- Views: 1
- Report Article
- Articles
- Reference & Education
- Online Education
Intuition Behind the Concept of the Integral
Posted: Dec 18, 2021
It's something we've all seen. Throughout high school and perhaps even university, a strange S-like sign terrorises many pupils. Integrals, like derivatives, appear often in physics and mathematics. Many individuals learn how to apply it in a statistical framework, but they ignore the intuition and underlying logic that underpins it.
What exactly is an integral? Let us just pause a second to review addition when we get started on this topic. Whenever we introduce a finite number of integers, things get very simple. 3+3+3 Equals 9 and 1+1 = 2. If we have to add a lot of integers, it can get a little boring since we have to type the operation sign "+" over and over. As a result, a shorthand notation for addition is required. Fortunately, such a symbol actually exists, and it employs the Greek uppercase Sigma, or?. Take a glance at the illustration above. A succession is denoted by the notation a(k). A series is an ordered collection of related data, for those who don't recall. It may be thought of as a function with the positive integers as its domain. For instance, in this scenario, a(k) = 5, -1, 10, 305, 2, -1, with a (1) = 5, a (4) = 305, and etc. Aside from the sequence, a summation requires a beginning and ending index to determine where the summing should begin and conclude. Glancing at the diagram again, we can see that we need to append the terms of the series a(k) between index k = 1 to index k = 5. When we employ the above-mentioned sequence a(k), we get the following result: 5 + (-1) + 10+ 305 + 2 = 321. While we have to combine an endless amount of numbers, the problem becomes more difficult. This type of sum is referred to as a Series. In mathematics, a Series is the sum of an infinite number of discrete values, indicated by the Greek uppercase, or whose end index is plus infinity.
Concept of Integral
There isn't much of a difference in notation between this and the finite sum we studied before. You possess the sequence, the first index (n=1), and the last index, infinity. You could see how the above sum might begin by replacing different values of n: 8+ (— 4) + 2.666 + (— 2) +... While working with endless sums, the most challenging component is calculating the final result of the summation. Many mathematicians have devised innovative methods to solve some distinctive infinite sums. When we discuss about Series in maths, it's important to remember that we're working with finite things. We have such a series, therefore we put in all the natural numbers to add its parts. But how can we apply this concept of multiplication to the continous world? How would we sum all of a function's potential values?
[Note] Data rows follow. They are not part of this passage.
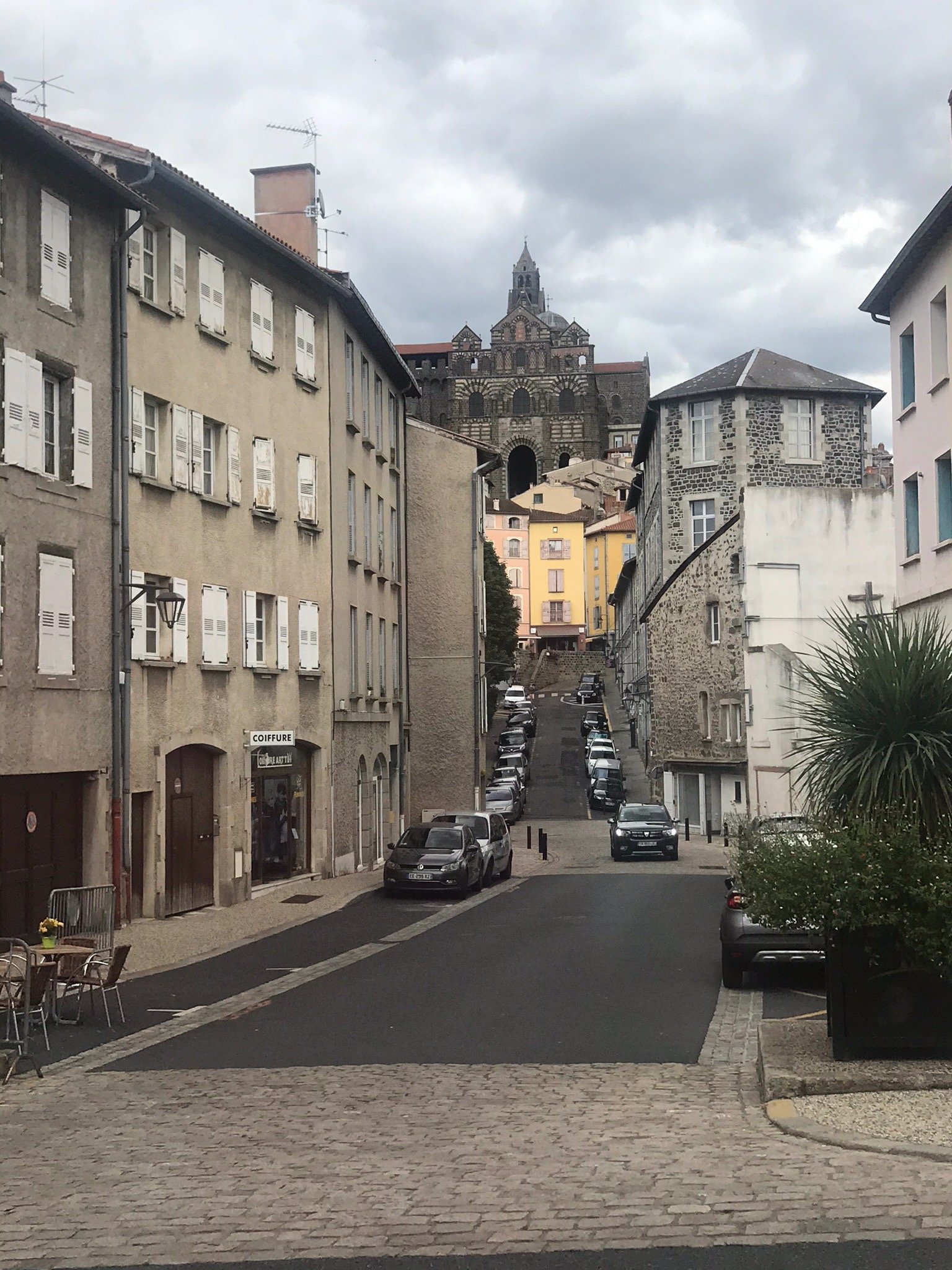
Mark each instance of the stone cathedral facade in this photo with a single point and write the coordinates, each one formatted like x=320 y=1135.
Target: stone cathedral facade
x=536 y=393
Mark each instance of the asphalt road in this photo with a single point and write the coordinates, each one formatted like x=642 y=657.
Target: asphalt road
x=860 y=1255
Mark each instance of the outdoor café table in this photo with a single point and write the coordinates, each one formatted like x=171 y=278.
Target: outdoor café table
x=55 y=954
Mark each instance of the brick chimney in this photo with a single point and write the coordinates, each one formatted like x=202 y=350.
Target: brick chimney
x=281 y=198
x=7 y=89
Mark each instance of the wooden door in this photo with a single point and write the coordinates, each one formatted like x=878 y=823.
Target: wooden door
x=190 y=828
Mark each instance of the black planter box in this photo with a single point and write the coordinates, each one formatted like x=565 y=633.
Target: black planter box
x=881 y=1006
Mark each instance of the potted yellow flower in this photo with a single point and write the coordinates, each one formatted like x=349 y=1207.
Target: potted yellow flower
x=50 y=931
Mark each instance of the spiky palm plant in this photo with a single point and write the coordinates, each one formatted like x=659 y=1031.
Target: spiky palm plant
x=876 y=721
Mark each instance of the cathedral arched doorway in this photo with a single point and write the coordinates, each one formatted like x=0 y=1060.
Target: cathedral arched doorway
x=522 y=470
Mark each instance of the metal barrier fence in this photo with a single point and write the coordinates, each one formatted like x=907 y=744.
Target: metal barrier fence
x=87 y=912
x=15 y=995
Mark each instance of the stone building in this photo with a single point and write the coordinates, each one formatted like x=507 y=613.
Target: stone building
x=60 y=220
x=536 y=393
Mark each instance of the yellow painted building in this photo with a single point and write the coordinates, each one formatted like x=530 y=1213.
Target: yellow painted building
x=609 y=544
x=558 y=579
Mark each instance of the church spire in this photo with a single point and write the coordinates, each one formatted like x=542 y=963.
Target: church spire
x=526 y=283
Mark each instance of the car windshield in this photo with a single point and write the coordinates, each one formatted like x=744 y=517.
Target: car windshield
x=478 y=824
x=432 y=837
x=644 y=813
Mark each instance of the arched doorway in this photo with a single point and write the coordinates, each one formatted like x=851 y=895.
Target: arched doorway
x=522 y=470
x=381 y=807
x=190 y=830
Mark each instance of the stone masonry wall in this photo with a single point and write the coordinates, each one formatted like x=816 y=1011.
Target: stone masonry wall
x=683 y=662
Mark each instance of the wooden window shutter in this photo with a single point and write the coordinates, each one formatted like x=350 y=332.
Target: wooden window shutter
x=179 y=631
x=138 y=430
x=177 y=272
x=180 y=446
x=83 y=433
x=234 y=465
x=14 y=408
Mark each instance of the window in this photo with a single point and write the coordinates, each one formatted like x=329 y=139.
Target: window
x=382 y=657
x=262 y=321
x=701 y=414
x=368 y=651
x=355 y=653
x=801 y=433
x=938 y=326
x=211 y=293
x=148 y=263
x=55 y=251
x=522 y=403
x=350 y=376
x=51 y=427
x=305 y=362
x=907 y=368
x=702 y=520
x=379 y=411
x=910 y=497
x=351 y=515
x=394 y=430
x=366 y=398
x=943 y=495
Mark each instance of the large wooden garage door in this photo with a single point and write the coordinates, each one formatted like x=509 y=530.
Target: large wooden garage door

At first sight, it appears like we won't be able to. For any real x, examine the function f(x) = x. The result must be infinite if we combine all of its values for all positive real x's, right? We're essentially combining all of the positive real numbers together. We can see right away that trying to apply the notion of a Series to the continous world causes issues. This is why we approach the issue in a unique way. Rather than summing all of a function's values, we look for the entire area underneath its graph! Determining the complete area may appear strange at first, but it is the best we can do. Consider that for a moment. In a broader sense, we need to have an integer to "quantify" the sum of all a function's values. Things were straightforward when we were working with sequences. We just include all of their words. In the case of real functions, however, this is not possible. As a result, the overall amount underneath the function's arc is the quantity that comes closest to this intended quantified. Let's just see how we can make this happen. Consider the curve of such a real function f. (x). To begin, we split the area of the function graph into rectangles of constant cross section x and height f(x) — the function's value at x — as shown in the diagram below.
Clearly, the total of the rectangles' surfaces is not a suitable estimate for the function's curve. Therefore, what are our options? Keeping the rectangles smaller and smaller, making x smaller over time, is a wonderful concept. If we do this, we obtain the image below.
One can easily see it as x decreases, the estimate of the area improves. To calculate the overall curve, we reduce x to zero and add together all the rectangles that result.
That is all there is to it! At least in principle, we have discovered the approximate value of the function. We now need a technique to quantitatively characterise the entire operation.